Елена Мольченко об Александре Фатюшине: «Он снялся более чем в пятидесяти картинах, а зрители его запомнили по роли хоккеиста Гурина»
«Когда Саша объявил семье, что собирается стать актером, сестра подняла его на смех: «Даже не думай! Ну какой из тебя артист? Да и фамилия у тебя неподходящая — Фатюшин». На что он ей ответил: «Спорим, что через десять лет фамилия Фатюшин станет известной на всю страну?» Так и случилось! После премьеры фильма «Москва слезам не верит» его обаятельного хоккеиста Гурина полюбили миллионы зрителей...»
— В семье Фатюшина был кто-то с актерскими наклонностями?
— Саша был простым рязанским парнем, причем рязанским до корней волос. Его отец был шофером, мама работала на фабрике. В семье трое детей, Сашу называли последышем: самый маленький, самый болезненный, естественно, самый любимый. Жили Фатюшины небогато, в коммуналке. На участке во дворе мама Саши разбила маленький огород. Для прокорма детей держали кур и поросенка.
Когда мы с Сашей приезжали в Рязань, обязательно на обратном пути заворачивали в село Константиново, на родину Есенина. Нас там очень любили работники музея, с удовольствием показывали экспонаты из запасников. В новом павильоне повесили стенд с письмом Есенина. «Саш, — ахаю я, — ты ничего не видишь? У вас с ним даже почерк одинаковый!» Они с Есениным были как близнецы-братья! Какое стихотворение поэта ни открой, как будто Фатюшиным написано.
В одной из комнат экскурсовод показал коврик: «А это единственное, что Сергей Александрович, когда уехал из отчего дома, взял на память». Мы переглянулись: и тут совпадение! К тому времени у Саши умерли родители, и единственное, что он забрал из родительского дома, это висевший над его кроватью коврик...
На его выбор профессии оказал влияние старший брат. Он занимался в кружке художественной самодеятельности. За ним туда подтянулся и младшенький. Юрий вскоре охладел, а Саше там очень понравилось. Когда стал постарше, занялся футболом, боксом. Но увлечение свое актерским делом не забросил, пошел в рязанскую театральную студию.

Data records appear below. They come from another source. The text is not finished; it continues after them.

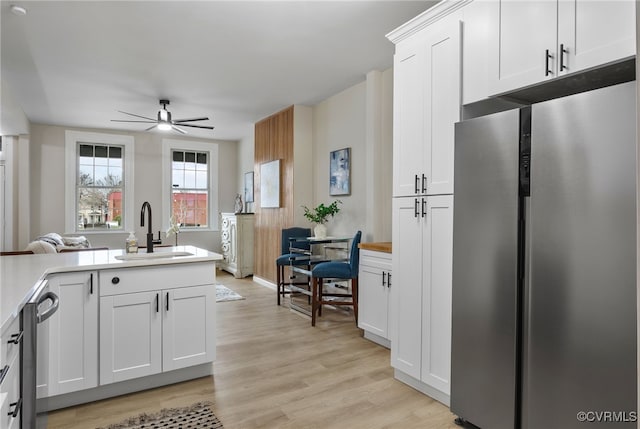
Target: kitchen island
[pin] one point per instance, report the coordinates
(125, 322)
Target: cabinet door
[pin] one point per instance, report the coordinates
(373, 297)
(10, 395)
(73, 338)
(436, 296)
(406, 292)
(442, 106)
(521, 34)
(595, 32)
(130, 336)
(409, 144)
(189, 323)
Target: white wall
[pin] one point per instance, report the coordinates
(13, 121)
(246, 149)
(339, 122)
(359, 117)
(47, 185)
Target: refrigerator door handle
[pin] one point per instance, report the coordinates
(547, 57)
(562, 52)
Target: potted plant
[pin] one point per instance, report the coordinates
(320, 215)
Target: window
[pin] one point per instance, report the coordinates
(99, 186)
(190, 188)
(99, 182)
(190, 176)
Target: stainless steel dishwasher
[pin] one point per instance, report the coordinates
(33, 313)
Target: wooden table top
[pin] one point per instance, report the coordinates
(382, 246)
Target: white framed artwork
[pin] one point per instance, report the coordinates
(270, 184)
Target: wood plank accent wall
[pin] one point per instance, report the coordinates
(273, 140)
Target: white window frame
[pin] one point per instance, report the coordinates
(72, 138)
(212, 150)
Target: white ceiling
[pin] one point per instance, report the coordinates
(76, 63)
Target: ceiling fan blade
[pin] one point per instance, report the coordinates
(191, 119)
(178, 129)
(138, 116)
(197, 126)
(144, 122)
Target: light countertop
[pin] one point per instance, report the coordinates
(382, 246)
(20, 275)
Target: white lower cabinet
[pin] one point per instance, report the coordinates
(188, 326)
(421, 292)
(155, 319)
(73, 335)
(10, 393)
(130, 336)
(374, 283)
(10, 397)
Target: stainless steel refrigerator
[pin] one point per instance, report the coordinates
(544, 265)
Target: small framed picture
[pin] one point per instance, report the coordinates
(270, 184)
(248, 187)
(340, 172)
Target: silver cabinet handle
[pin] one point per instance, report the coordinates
(55, 302)
(3, 373)
(562, 52)
(547, 56)
(16, 410)
(15, 338)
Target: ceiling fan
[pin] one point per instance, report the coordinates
(164, 121)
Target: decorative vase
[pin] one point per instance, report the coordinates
(238, 205)
(320, 231)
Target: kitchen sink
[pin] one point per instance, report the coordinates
(154, 255)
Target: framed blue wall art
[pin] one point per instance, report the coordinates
(340, 172)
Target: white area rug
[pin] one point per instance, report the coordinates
(223, 293)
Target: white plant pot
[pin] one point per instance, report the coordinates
(320, 231)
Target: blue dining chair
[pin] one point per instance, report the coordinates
(284, 260)
(336, 271)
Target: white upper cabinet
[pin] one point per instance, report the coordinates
(426, 105)
(534, 41)
(595, 32)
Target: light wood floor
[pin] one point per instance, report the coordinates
(273, 370)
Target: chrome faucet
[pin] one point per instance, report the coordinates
(146, 206)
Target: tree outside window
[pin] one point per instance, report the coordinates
(99, 189)
(190, 188)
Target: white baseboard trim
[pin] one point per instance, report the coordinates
(422, 387)
(264, 282)
(124, 387)
(377, 339)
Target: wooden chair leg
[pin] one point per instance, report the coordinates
(314, 300)
(320, 288)
(279, 284)
(354, 297)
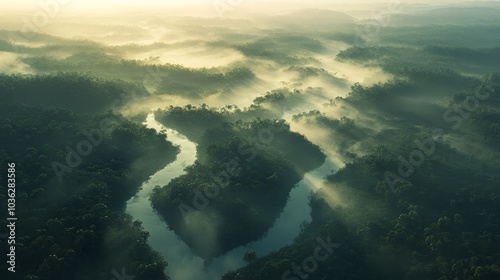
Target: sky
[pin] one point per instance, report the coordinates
(192, 7)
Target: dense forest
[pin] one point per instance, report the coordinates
(76, 168)
(353, 141)
(244, 171)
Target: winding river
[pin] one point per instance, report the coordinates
(183, 264)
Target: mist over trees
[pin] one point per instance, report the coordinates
(401, 101)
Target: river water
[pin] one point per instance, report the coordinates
(183, 264)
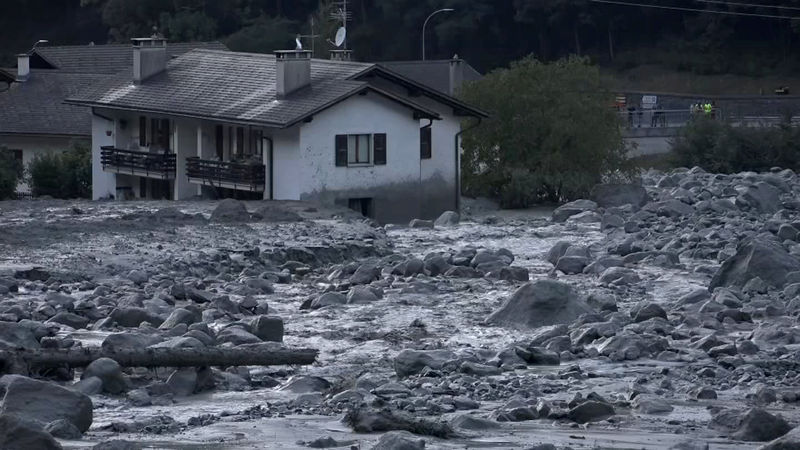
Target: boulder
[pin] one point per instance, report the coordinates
(361, 294)
(20, 434)
(268, 328)
(328, 299)
(756, 257)
(567, 210)
(419, 223)
(760, 426)
(15, 335)
(42, 403)
(410, 362)
(591, 411)
(541, 303)
(109, 372)
(611, 195)
(447, 219)
(69, 319)
(230, 210)
(762, 197)
(399, 440)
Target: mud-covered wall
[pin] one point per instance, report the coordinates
(400, 190)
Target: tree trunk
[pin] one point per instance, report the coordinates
(253, 355)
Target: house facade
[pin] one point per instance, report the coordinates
(34, 120)
(282, 126)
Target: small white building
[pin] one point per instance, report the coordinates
(282, 126)
(34, 120)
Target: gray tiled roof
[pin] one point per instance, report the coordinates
(235, 87)
(110, 58)
(36, 106)
(432, 73)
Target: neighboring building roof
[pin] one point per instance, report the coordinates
(435, 74)
(109, 58)
(235, 87)
(36, 106)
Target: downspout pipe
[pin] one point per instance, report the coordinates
(271, 168)
(458, 166)
(419, 210)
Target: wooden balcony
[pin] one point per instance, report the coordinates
(142, 164)
(231, 175)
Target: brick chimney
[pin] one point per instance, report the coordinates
(149, 57)
(341, 55)
(456, 74)
(292, 71)
(23, 67)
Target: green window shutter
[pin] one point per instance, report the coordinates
(379, 148)
(341, 150)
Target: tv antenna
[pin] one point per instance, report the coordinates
(341, 14)
(311, 36)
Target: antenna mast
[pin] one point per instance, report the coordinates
(341, 14)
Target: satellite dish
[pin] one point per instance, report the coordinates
(341, 34)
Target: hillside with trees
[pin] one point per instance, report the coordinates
(488, 33)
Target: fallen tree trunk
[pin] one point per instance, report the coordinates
(249, 355)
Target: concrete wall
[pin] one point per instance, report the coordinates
(396, 188)
(32, 146)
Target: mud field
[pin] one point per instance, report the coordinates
(642, 319)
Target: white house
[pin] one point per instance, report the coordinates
(282, 126)
(34, 119)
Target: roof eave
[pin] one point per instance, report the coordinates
(451, 101)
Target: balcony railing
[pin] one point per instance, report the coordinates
(231, 175)
(143, 164)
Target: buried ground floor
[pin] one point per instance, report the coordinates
(379, 169)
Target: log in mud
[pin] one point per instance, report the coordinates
(23, 360)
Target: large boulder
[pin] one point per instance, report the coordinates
(448, 218)
(759, 425)
(42, 403)
(230, 210)
(15, 335)
(762, 197)
(567, 210)
(410, 362)
(20, 434)
(109, 372)
(610, 195)
(541, 303)
(756, 257)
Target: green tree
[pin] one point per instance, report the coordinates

В школе № 2, где училась сестра Фатюшина, преподавателем физики и астрономии был Александр Исаевич Солженицын. Никто и не подозревал, что по улицам Рязани ходит будущий знаменитый писатель. Естественно, благодаря Солженицыну в школе был создан литературный кружок, куда ходил Саша. Ребята на уроках слушали педагога с интересом. А дома Александр Исаевич печатал на пишущей машинке своего «Ивана Денисовича». Когда Саша поступил в институт, открылось дело Солженицына. Он рассказывал: «За мной несколько раз приезжала черная «Волга» из КГБ, забирали с лекций на допросы. Расспрашивали о литературном кружке, который был в Рязани, про солженицынские чтения».

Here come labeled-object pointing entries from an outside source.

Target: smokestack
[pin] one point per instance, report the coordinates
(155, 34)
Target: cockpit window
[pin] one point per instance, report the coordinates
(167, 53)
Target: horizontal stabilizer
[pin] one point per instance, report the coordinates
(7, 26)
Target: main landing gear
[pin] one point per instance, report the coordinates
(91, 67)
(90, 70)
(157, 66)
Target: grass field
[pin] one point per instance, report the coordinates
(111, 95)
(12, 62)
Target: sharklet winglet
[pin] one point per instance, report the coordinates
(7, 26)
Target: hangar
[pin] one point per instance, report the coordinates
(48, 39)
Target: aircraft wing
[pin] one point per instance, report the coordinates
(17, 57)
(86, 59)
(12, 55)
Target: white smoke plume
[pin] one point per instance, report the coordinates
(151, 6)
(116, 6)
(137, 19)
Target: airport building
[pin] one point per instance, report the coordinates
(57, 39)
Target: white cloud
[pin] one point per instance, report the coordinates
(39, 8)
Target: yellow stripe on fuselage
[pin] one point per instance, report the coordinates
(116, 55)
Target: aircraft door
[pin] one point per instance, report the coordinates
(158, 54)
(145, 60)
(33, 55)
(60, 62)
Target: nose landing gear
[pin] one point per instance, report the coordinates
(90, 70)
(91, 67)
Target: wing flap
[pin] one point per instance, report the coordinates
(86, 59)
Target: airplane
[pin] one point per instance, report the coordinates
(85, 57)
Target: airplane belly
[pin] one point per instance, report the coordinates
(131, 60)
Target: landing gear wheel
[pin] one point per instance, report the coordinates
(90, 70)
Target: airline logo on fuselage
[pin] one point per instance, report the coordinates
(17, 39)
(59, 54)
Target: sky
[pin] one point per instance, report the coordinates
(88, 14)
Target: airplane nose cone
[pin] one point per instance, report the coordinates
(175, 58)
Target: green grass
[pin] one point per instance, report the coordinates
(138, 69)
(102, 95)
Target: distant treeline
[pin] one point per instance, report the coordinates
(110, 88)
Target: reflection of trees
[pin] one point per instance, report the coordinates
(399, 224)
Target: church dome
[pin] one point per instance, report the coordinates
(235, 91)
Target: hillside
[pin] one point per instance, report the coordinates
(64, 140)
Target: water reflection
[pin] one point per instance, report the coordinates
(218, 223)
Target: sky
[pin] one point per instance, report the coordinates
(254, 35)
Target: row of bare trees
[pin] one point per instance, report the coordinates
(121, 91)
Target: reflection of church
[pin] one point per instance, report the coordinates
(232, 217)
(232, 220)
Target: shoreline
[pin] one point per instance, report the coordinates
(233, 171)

К окончанию школы Саша определился — буду актером! Он увидел в кинотеатре фильм «Высота» и захотел стать таким, как Николай Рыбников. Родители были против, а сестра подняла его на смех: «Не суйся туда! Даже не думай, бесполезно. Да и фамилия у тебя не актерская — Фатюшин». На что он ей ответил, что через десять лет его фамилия станет известна на всю страну.

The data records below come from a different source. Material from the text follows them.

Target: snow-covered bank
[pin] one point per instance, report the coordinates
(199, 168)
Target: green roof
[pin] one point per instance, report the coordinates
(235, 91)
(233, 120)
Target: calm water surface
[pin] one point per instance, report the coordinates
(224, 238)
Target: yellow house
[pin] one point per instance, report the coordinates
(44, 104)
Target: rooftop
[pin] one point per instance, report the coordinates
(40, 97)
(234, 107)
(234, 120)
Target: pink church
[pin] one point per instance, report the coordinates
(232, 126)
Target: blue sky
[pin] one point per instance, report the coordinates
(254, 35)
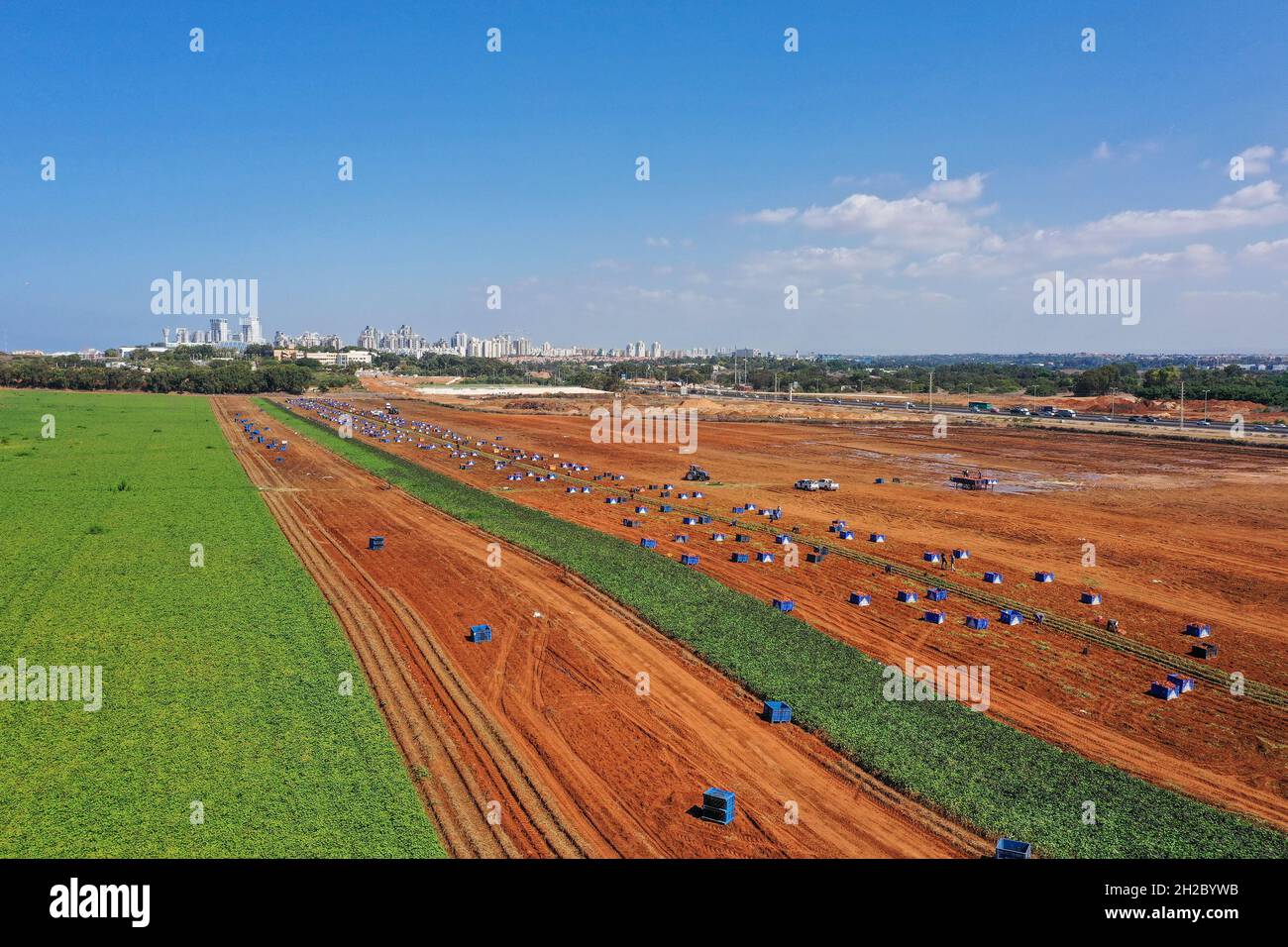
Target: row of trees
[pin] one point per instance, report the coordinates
(233, 377)
(1229, 382)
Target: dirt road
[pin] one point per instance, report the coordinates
(553, 720)
(1181, 534)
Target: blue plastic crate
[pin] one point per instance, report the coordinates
(1013, 848)
(778, 711)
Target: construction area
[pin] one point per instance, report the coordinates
(1063, 578)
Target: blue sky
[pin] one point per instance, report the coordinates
(767, 169)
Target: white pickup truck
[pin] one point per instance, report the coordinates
(810, 484)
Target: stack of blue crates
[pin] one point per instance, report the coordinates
(717, 805)
(1013, 848)
(778, 711)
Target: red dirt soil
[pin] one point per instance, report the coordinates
(546, 718)
(1183, 532)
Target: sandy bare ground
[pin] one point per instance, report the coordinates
(1181, 534)
(548, 719)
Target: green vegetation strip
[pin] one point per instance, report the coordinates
(979, 771)
(222, 729)
(1166, 660)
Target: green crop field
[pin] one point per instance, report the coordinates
(220, 684)
(979, 771)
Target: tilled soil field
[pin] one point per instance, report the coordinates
(546, 725)
(1181, 534)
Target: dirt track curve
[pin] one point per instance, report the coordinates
(1090, 698)
(548, 719)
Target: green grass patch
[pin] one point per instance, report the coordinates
(220, 684)
(979, 771)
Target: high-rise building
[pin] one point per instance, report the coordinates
(250, 331)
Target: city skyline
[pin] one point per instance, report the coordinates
(903, 209)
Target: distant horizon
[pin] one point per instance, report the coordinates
(790, 178)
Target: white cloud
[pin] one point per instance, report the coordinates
(1199, 260)
(1256, 205)
(1252, 196)
(771, 217)
(1266, 252)
(954, 191)
(811, 260)
(962, 264)
(1256, 159)
(912, 222)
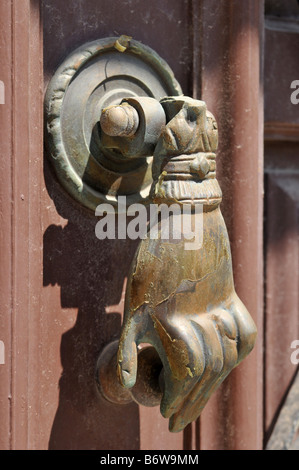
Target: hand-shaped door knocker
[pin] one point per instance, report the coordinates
(159, 150)
(182, 302)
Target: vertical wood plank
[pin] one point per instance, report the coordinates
(5, 222)
(232, 86)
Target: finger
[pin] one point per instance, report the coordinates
(246, 327)
(213, 376)
(190, 408)
(127, 355)
(182, 356)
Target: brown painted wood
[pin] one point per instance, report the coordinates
(61, 288)
(232, 86)
(6, 229)
(285, 435)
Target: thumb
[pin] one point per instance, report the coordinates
(127, 355)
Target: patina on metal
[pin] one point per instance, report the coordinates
(93, 77)
(183, 302)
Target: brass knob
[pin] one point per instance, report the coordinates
(119, 120)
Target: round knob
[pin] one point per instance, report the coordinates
(119, 120)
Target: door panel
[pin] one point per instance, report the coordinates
(62, 289)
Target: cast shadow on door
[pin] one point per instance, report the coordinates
(90, 273)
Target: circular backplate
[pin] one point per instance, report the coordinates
(93, 77)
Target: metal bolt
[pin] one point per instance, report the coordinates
(120, 120)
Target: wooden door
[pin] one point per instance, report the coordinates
(62, 290)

— Александр Константинович легко поступил в ГИТИС, с первого раза?
— Нет, со второго. В первый год во всех театральных вузах он с треском провалился. На экзамене Саша предстал перед приемной комиссией лирическим героем — читал отрывок из Паустовского. Провал был оглушительным! Ему даже посоветовали забыть об актерской профессии. Саша уехал в Рязань и работал год таксидермистом в мастерской, где делали чучела животных. Им приносили трофеи охотники или поступал заказ из музея.
По его рассказам, делал это он с удовольствием. В ремесле была большая доля искусства. Мастер, который его обучал, говорил, что самое сложное — сделать чучело козодоя. Оказывается, у этой птицы кожа тоненькая, как папиросная бумага. Саша с азартом рассказывал, какая там технология: надо кожу вымачивать в квасцах, потом ее шлифовать. Это был высший пилотаж! Не раз он мне с сожалением говорил: «Лен, я рано уехал, а так бы сделал это чучело козодоя». Забавно, я думала, он переживал, что каких-то ролей не сыграл, а оказывается, что не сделал чучело!
Одним словом, через год Фатюшин снова поехал в Москву поступать. И на этот раз его приняли в ГИТИС. На первом же прослушивании Саша выпалил прямо в лицо Андрею Гончарову, председателю приемной комиссии, отрывок из чеховского «Разговора человека с собакой»: «Вот ты — собака, ты ничего не понимаешь...» Гончаров сразу же взял его на свой курс. Это был экспериментальный набор, где совместно обучались режиссеры и актеры. Андрей Александрович принял на актерский только Сашу Фатюшина, Игоря Костолевского и Сашу Соловьева. Игорь где-то в интервью говорил, что самым талантливым из всей троицы был Фатюшин.
То, что он поступил к Гончарову, — огромное везение! Эти два человека были созданы друг для друга. Андрей Александрович такой взрывной, горячий, страстный, и Фатюшин ему под стать.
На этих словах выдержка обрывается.